Man Booker Prize-winning novel
Man Booker Prize winners always seem to be a bit of a mixed bag for me. Some I love, some not so much. I’ve read quite a few of them, and even tried to join in on the Man Booker 50 Challenge last year (with poor success). Of course, since last year, the prize is now known as the Booker Prize after a bit of a funding reshuffle. Anyway, this book won the 2018 Man Booker Prize and apart from being the first author from Northern Ireland to win the prestigious award, she has also been very frank about her financial situation following finishing her novel. It has a striking cover and after picking up a copy a while back from the National Library of Australia’s bookshop, I finally got around to reading it.
“Milkman” by Anna Burns is a novel told by an unnamed narrator, in an unnamed town, in an unnamed country.
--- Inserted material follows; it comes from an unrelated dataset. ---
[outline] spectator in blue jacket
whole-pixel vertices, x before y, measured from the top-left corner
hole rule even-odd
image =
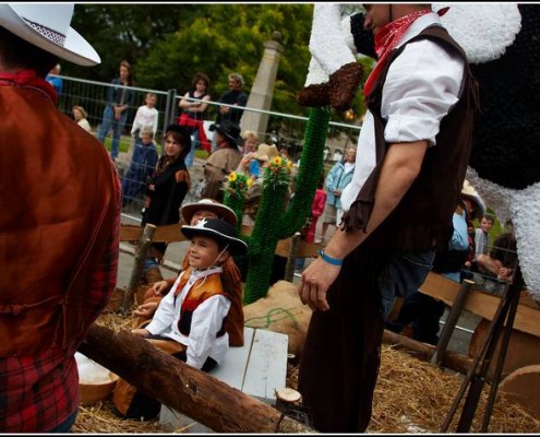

The narrator, referred to variously as middle sister, daughter, sister-in-law and maybe-girlfriend, lives in a town with what is described as “political problems”. Rife with gossip, the people in the town are constantly examining each other for signs of who is a renouncer and who is an informer. The narrator tries to keep her head down, looking after her wee sisters, reading books, jogging through the park, meeting up with her maybe-boyfriend. However, when she is the one people are gossiping about and she starts to attract the attention of a man known only as Milkman, the narrator finds keeping her head down is not as easy as she thought.
This is a complex, intricate novel inspired by The Troubles in Northern Ireland, but universal to any political conflict. The book has a thoughtful, idiosyncratic style with the narrator carefully using pseudonyms and scrupulously describing concepts and events in abstract and often over-complicated ways. Burns is an intelligent writer who, through her unique storytelling, unpacks the tension of living through political instability as well issues specific to being a young woman. Although to the reader, the narrator doesn’t seem so unusual, her hobbies and behaviour are subject to intense scrutiny by her mother, her family and her community. Her seemingly innocuous hobbies of book-reading and jogging are judged by those around her, not so much because they themselves care, but because they are worried what everyone else will think. However, at the heart of the story is the way the narrator is followed by Milkman and his associates, and the way that everyone in the community assumes that it is her fault.
However, this is not an easy book to read. It took me a really long time to get through this book and the writing style, as unique as it is, it is at times very difficult to immerse yourself in. I think there was a point, maybe three quarters of the way through, where I finally clicked with the book. However, that is a long slog for a reader. As insightful and intelligent as this book is, you have to work really hard to get to the end of it, and I think that this would affect the accessibility of this book to a lot of people.
A perceptive, original and highly intellectual book, that I think a lot of people might find a bit hard to get into.